Lithograph, composition: 34 1/16 x 49 15/16" (86.5 x 126.8 cm); sheet: 38 9/16 x 56" (98 x 142.3 cm). Lily Auchincloss Fund. © 2026 Ann Hamilton

Director, Glenn Lowry: Sarah Suzuki

Curator, Sarah Suzuki: Hamilton is an artist who actually trained as a textile designer before she turned to a fine art practice. What she did in this case, is she was playing with the idea of fabric as the image itself. She took these big pieces of silk organza and she sort of stressed them out with kind of a wire brush and you can see those stressings are where is where you get the fabric to pull apart. So ask you look very closely at the work, you can see that the warp and the weft are very visible.

Glenn Lowry: Hamilton worked with a print studio in Los Angeles to transfer the fabric onto lithographic plates.
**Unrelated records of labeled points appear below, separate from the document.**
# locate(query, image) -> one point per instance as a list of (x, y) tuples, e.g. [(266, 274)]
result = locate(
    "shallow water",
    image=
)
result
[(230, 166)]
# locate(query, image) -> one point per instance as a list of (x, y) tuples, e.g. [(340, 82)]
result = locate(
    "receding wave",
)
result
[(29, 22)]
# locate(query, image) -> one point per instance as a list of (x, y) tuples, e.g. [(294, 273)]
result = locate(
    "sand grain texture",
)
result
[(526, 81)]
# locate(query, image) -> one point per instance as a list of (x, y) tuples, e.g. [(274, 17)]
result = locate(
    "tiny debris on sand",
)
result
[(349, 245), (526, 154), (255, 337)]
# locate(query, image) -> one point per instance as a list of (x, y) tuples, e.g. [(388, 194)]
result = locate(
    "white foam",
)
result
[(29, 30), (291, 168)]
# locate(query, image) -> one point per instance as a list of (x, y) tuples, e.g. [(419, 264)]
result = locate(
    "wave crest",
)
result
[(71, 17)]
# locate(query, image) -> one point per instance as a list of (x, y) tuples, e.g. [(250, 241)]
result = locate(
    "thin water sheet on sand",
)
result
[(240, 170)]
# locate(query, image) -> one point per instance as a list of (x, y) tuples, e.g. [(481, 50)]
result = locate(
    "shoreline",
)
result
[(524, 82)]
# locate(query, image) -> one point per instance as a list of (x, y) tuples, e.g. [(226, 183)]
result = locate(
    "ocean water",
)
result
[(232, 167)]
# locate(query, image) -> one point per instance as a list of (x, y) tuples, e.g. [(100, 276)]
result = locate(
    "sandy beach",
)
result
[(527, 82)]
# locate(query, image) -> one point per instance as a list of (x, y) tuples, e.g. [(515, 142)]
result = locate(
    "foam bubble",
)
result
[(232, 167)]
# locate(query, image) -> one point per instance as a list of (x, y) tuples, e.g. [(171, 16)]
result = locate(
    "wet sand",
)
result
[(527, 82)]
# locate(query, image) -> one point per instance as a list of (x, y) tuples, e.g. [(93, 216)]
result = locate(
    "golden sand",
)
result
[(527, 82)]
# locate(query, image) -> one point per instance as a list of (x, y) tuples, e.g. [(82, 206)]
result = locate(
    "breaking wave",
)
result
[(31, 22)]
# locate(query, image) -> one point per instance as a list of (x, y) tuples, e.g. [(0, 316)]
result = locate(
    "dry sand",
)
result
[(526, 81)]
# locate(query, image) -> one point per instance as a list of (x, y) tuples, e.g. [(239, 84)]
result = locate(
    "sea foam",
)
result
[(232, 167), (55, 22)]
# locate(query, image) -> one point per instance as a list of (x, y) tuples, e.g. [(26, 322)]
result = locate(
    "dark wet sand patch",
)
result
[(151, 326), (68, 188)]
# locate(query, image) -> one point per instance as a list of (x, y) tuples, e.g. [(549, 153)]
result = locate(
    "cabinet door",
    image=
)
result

Sarah Suzuki: They were able to transfer the texture and the pattern that she made on those stressed-out pieces fabric onto the litho plates, and then print them that way. What Hamilton has done is she's taken this piece of commercially-produced fabric, which is by its very nature, is very rigid grid. And what she's done is to work it in a way to explode that notion, and to open it up and to make it very personal and irregular and hand-manipulated.